Build a custom aggregate correctly and watch the partial-aggregation model matter. The need: a custom weighted_median(value, weight) aggregate not in Hive's built-ins. The naive implementation collects all (value, weight) pairs and computes the median at the end — which works on small data and dies on large: it forces every row through one reducer (no partial aggregation) and OOMs on billions of rows. The correct GenericUDAF implements the lifecycle: iterate adds pairs to a bounded partial state (a compressed representation — say a t-digest-like sketch), terminatePartial emits the sketch, merge combines sketches, terminate computes the median from the merged sketch. Now it scales: each mapper builds a small sketch (map-side partial aggregation), reducers merge sketches (tiny shuffle), and the median comes from the merged sketch — billions of rows, bounded memory, full parallelism. The partial-aggregation model turned an impossible aggregate into a scalable one.

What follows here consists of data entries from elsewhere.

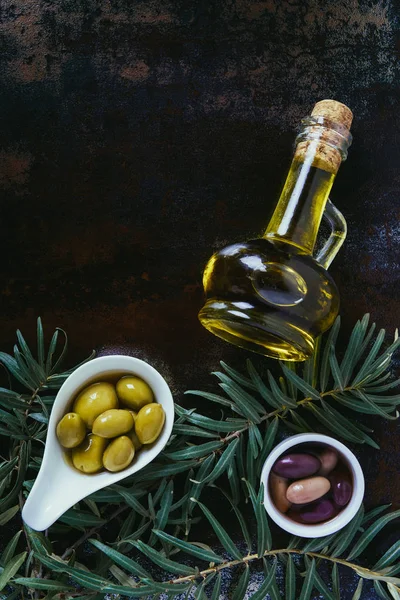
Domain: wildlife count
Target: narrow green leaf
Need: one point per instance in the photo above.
(302, 425)
(382, 388)
(202, 553)
(322, 587)
(379, 410)
(212, 424)
(325, 363)
(300, 384)
(212, 397)
(40, 543)
(242, 521)
(79, 519)
(279, 395)
(195, 451)
(348, 363)
(136, 535)
(31, 375)
(240, 590)
(273, 588)
(165, 506)
(224, 462)
(268, 442)
(9, 550)
(63, 352)
(357, 593)
(10, 399)
(333, 426)
(351, 427)
(336, 372)
(264, 538)
(290, 580)
(250, 399)
(356, 405)
(238, 377)
(370, 358)
(199, 483)
(11, 364)
(121, 560)
(308, 584)
(348, 533)
(311, 366)
(336, 581)
(191, 430)
(367, 574)
(234, 482)
(292, 390)
(8, 514)
(250, 466)
(165, 563)
(253, 445)
(36, 583)
(11, 568)
(262, 389)
(32, 364)
(375, 512)
(371, 532)
(262, 591)
(217, 588)
(165, 470)
(7, 467)
(133, 502)
(316, 544)
(240, 398)
(40, 343)
(221, 533)
(380, 590)
(389, 557)
(8, 500)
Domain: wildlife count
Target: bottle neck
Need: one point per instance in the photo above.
(321, 147)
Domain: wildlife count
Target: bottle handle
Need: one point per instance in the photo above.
(338, 234)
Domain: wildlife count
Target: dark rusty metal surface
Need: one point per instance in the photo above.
(136, 137)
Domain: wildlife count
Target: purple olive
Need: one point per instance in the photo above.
(341, 487)
(294, 466)
(316, 512)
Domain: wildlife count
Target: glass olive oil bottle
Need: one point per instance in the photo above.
(271, 295)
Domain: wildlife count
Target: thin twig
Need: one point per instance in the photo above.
(282, 409)
(251, 557)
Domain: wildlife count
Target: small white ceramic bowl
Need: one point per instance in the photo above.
(344, 517)
(59, 485)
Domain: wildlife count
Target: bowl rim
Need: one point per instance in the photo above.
(320, 529)
(39, 510)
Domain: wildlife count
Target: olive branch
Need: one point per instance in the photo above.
(151, 514)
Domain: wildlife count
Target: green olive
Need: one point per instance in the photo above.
(94, 400)
(149, 423)
(71, 430)
(119, 454)
(113, 422)
(88, 457)
(135, 440)
(134, 392)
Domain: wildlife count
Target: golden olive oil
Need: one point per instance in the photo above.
(270, 295)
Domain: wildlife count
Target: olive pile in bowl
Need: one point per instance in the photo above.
(110, 423)
(310, 483)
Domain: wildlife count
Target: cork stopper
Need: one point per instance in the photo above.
(334, 111)
(321, 145)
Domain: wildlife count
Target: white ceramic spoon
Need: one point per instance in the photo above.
(59, 485)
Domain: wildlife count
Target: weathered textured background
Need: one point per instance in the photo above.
(138, 136)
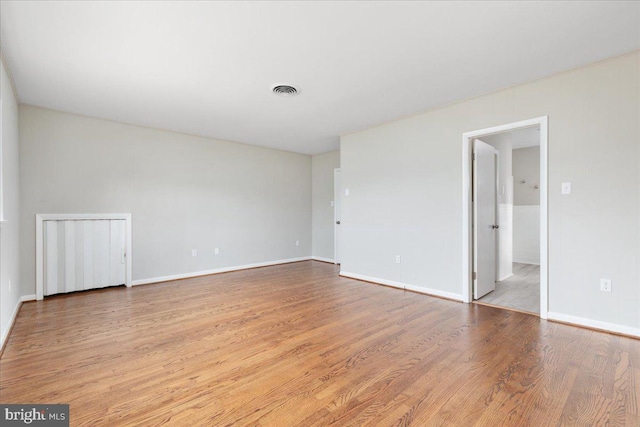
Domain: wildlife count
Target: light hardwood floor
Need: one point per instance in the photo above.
(296, 345)
(520, 291)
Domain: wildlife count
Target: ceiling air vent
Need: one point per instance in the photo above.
(285, 90)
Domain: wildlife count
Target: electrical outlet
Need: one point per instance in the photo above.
(605, 285)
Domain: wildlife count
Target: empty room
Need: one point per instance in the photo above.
(373, 213)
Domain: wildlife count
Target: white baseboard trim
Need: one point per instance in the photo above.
(317, 258)
(596, 324)
(405, 286)
(215, 271)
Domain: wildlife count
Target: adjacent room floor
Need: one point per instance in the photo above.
(297, 345)
(520, 291)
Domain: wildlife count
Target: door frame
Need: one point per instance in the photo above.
(467, 214)
(474, 217)
(337, 194)
(40, 218)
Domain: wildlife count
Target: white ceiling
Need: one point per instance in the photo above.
(520, 138)
(206, 68)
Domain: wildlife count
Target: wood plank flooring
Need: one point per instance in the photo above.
(296, 345)
(520, 291)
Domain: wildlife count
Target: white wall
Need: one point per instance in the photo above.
(526, 167)
(184, 192)
(526, 234)
(322, 168)
(9, 230)
(405, 190)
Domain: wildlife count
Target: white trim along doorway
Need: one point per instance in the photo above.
(467, 217)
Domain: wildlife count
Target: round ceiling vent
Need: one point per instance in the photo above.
(285, 90)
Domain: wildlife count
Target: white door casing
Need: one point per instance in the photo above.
(337, 216)
(485, 191)
(467, 214)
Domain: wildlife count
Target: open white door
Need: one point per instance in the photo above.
(337, 215)
(485, 218)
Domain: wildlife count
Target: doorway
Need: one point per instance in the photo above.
(337, 216)
(489, 272)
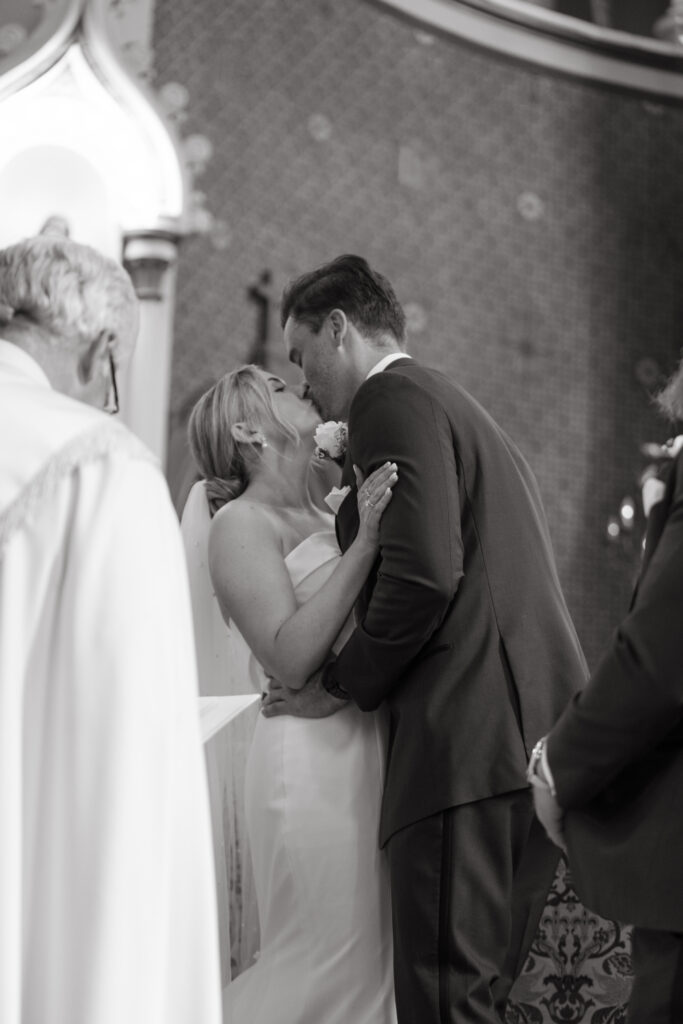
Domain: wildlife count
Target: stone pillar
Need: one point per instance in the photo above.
(150, 258)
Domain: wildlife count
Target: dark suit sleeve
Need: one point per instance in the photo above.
(394, 419)
(635, 696)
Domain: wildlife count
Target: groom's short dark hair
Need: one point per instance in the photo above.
(348, 283)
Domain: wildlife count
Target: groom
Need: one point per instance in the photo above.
(463, 633)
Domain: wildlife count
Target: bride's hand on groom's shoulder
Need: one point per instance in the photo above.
(311, 700)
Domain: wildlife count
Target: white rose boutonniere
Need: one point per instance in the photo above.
(651, 482)
(331, 440)
(336, 497)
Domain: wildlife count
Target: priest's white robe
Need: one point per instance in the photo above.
(108, 911)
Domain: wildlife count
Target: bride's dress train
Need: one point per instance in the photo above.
(312, 802)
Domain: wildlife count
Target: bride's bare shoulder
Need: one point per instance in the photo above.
(246, 522)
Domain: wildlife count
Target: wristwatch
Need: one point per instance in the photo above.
(331, 685)
(538, 758)
(532, 769)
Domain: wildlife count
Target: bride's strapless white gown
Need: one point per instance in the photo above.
(312, 801)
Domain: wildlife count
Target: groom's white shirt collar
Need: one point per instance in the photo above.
(387, 360)
(18, 364)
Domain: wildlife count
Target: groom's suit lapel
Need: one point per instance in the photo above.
(346, 523)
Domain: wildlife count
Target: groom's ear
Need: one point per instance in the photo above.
(337, 324)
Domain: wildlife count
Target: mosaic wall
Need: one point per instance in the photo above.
(532, 225)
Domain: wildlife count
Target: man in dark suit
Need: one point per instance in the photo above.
(608, 778)
(463, 633)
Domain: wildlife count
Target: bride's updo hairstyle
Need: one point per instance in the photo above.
(244, 395)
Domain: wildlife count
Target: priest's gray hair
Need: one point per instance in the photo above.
(69, 290)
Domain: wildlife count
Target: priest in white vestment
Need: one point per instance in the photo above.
(108, 910)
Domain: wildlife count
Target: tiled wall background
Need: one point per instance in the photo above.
(532, 224)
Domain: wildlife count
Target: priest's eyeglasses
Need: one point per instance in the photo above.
(112, 406)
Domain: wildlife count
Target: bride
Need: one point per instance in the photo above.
(313, 785)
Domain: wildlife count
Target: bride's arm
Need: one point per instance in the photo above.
(254, 589)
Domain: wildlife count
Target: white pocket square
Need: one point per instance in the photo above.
(336, 497)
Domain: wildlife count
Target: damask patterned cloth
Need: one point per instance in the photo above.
(579, 970)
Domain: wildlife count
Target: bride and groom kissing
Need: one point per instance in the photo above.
(412, 651)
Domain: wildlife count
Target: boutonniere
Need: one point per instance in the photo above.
(331, 440)
(651, 482)
(336, 498)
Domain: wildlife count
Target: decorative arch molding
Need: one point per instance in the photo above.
(554, 41)
(36, 36)
(86, 140)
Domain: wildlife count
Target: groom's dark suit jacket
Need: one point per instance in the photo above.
(464, 631)
(616, 754)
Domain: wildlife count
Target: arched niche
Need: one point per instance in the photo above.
(86, 141)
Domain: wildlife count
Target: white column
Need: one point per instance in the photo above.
(150, 258)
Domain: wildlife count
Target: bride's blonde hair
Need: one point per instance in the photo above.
(243, 395)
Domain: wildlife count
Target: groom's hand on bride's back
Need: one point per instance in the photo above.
(311, 700)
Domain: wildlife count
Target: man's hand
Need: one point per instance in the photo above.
(310, 701)
(550, 814)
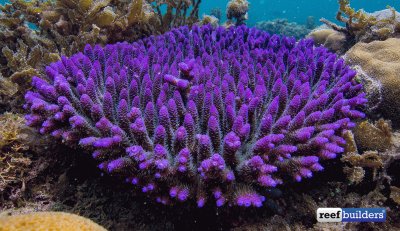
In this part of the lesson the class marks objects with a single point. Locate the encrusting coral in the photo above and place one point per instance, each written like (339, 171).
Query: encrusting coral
(41, 221)
(361, 26)
(212, 114)
(378, 65)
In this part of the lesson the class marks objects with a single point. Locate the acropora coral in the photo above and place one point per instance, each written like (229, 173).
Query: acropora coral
(237, 10)
(35, 33)
(42, 221)
(208, 114)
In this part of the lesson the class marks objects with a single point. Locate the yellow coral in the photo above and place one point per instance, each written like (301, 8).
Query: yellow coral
(369, 159)
(41, 221)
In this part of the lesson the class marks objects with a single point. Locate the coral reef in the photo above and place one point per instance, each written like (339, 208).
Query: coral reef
(377, 137)
(209, 19)
(14, 162)
(35, 33)
(284, 27)
(236, 10)
(216, 12)
(329, 38)
(379, 61)
(193, 127)
(361, 26)
(41, 221)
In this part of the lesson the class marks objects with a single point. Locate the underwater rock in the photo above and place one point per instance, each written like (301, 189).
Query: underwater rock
(329, 38)
(283, 27)
(41, 221)
(376, 137)
(380, 61)
(167, 115)
(16, 142)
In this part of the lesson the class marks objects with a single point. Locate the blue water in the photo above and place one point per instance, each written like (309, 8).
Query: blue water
(293, 10)
(298, 10)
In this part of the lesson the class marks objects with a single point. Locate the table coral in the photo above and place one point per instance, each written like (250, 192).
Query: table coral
(208, 114)
(35, 33)
(41, 221)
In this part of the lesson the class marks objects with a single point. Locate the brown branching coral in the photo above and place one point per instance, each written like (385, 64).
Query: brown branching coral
(178, 12)
(363, 26)
(14, 164)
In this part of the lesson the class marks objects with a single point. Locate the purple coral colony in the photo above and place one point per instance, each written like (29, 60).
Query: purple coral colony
(208, 114)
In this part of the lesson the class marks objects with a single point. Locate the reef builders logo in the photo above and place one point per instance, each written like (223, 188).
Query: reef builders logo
(351, 215)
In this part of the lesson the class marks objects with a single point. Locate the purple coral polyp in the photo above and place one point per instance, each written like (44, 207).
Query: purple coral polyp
(207, 114)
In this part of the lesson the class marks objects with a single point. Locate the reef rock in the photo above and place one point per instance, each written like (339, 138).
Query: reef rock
(333, 40)
(379, 61)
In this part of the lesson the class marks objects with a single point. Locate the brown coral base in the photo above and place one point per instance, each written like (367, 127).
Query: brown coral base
(66, 180)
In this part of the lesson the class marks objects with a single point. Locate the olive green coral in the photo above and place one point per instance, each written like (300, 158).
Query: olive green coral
(41, 221)
(14, 142)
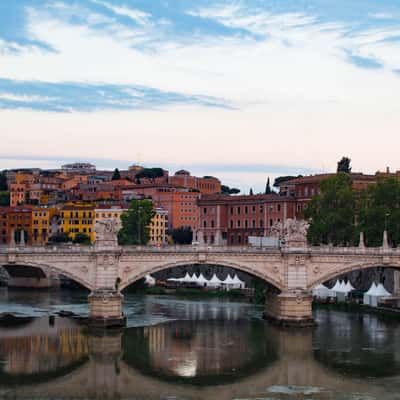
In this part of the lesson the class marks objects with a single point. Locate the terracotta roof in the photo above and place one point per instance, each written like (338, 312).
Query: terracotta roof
(355, 176)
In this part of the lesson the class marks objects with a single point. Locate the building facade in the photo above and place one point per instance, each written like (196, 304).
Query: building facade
(230, 220)
(78, 218)
(159, 227)
(113, 213)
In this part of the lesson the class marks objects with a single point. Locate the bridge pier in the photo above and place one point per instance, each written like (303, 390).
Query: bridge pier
(106, 308)
(289, 308)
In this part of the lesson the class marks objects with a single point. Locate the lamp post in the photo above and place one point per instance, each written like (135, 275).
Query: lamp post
(139, 227)
(386, 217)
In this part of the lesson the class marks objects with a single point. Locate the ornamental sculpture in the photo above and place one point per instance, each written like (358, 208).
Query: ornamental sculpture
(292, 232)
(106, 233)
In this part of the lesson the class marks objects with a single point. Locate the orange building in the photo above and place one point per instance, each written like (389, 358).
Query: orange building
(18, 194)
(205, 185)
(40, 226)
(181, 207)
(18, 219)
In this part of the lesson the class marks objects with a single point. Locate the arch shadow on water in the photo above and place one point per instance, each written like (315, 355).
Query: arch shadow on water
(39, 352)
(202, 352)
(357, 345)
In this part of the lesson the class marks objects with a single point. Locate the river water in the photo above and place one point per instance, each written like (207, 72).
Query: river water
(176, 349)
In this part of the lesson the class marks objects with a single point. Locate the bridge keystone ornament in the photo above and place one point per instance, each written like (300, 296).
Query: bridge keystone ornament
(106, 234)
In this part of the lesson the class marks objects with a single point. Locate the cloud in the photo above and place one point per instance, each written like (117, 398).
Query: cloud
(82, 97)
(140, 17)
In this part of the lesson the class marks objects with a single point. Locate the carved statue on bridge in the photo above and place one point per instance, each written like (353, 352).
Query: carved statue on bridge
(106, 233)
(292, 232)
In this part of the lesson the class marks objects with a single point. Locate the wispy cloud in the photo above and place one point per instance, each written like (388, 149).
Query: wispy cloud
(69, 97)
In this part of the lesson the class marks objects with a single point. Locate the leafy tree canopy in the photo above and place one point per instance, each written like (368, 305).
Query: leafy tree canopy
(149, 173)
(344, 165)
(182, 235)
(332, 213)
(281, 179)
(380, 210)
(135, 223)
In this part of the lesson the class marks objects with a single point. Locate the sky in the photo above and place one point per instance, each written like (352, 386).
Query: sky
(239, 89)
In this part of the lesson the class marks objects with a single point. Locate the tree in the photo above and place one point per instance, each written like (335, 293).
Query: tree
(281, 179)
(82, 238)
(135, 223)
(149, 173)
(268, 187)
(4, 198)
(380, 210)
(227, 190)
(182, 235)
(3, 182)
(332, 213)
(344, 165)
(116, 175)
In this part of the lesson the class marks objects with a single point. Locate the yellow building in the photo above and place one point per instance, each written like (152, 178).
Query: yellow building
(78, 218)
(40, 226)
(158, 227)
(113, 213)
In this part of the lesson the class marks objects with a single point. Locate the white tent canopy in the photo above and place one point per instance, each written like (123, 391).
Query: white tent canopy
(337, 287)
(381, 291)
(240, 284)
(321, 291)
(375, 292)
(214, 281)
(149, 280)
(201, 280)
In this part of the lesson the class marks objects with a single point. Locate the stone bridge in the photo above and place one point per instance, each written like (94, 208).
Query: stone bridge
(292, 271)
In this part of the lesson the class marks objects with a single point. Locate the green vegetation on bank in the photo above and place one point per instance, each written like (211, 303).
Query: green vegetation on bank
(338, 214)
(135, 223)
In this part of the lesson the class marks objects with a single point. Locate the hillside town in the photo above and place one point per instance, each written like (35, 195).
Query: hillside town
(46, 204)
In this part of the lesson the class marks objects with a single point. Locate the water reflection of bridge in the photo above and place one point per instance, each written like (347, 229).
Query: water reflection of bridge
(110, 368)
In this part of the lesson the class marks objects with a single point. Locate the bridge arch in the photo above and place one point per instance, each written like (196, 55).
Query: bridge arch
(135, 275)
(345, 269)
(54, 268)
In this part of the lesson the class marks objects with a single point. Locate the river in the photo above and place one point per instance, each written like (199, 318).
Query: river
(176, 349)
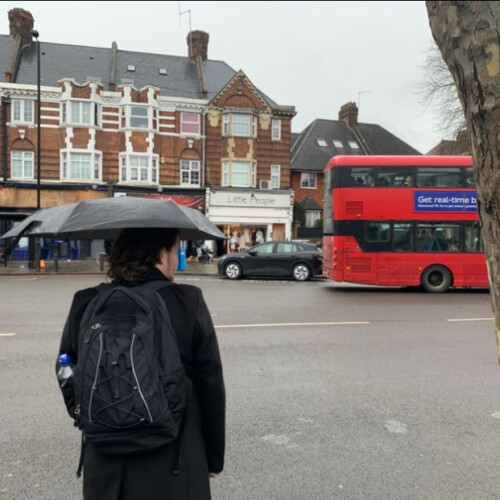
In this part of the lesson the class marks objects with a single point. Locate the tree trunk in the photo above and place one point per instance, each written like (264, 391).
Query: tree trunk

The vectorization vignette shows the UDF performance trap and its fix. A normalize_score(raw, min, max) UDF is added to a hot dashboard query. Implemented as a plain GenericUDF, it forces the query's projection to row mode — the dashboard slows from 3s to 15s, and EXPLAIN VECTORIZATION shows the fallback with 'UDF not vectorized'. The team implements it as a VectorizedExpression: reading the raw/min/max ColumnVectors and writing the normalized output ColumnVector in a tight loop — restoring the vectorized path and the 3s latency. The cost was a day of implementing the vectorized version; the alternative was a permanent 5× tax on a tier-1 query. The team's policy crystallizes: UDFs on performance-sensitive paths get vectorized implementations, and EXPLAIN VECTORIZATION is checked in review for any query using custom functions.

The operational vignettes complete it. A UDF's JAR pulls in a JSON library that conflicts with Hive's version — ClassNotFoundError in production, a classic dependency clash; the fix is shading the UDF's dependencies (relocating them to avoid the conflict) and testing the JAR in an environment matching production's classpath. A different UDF, enrich_from_cache(id), secretly calls an external service (non-deterministic, stateful) but isn't annotated — the optimizer, assuming determinism, caches results across rows that should differ, producing wrong output; the fix is the @UDFType(deterministic = false) annotation (and, better, questioning whether a UDF should call external services at all — usually a design smell). The consolidated discipline the team documents: choose the right function type (UDF/UDAF/UDTF), implement UDAFs with correct partial aggregation, vectorize functions on hot paths, manage JARs and dependencies (shade conflicts), annotate determinism honestly, and test both logic and vectorization — because a UDF is custom code running in the query engine's hot path, and it must respect the engine's contracts or it silently breaks correctness or performance.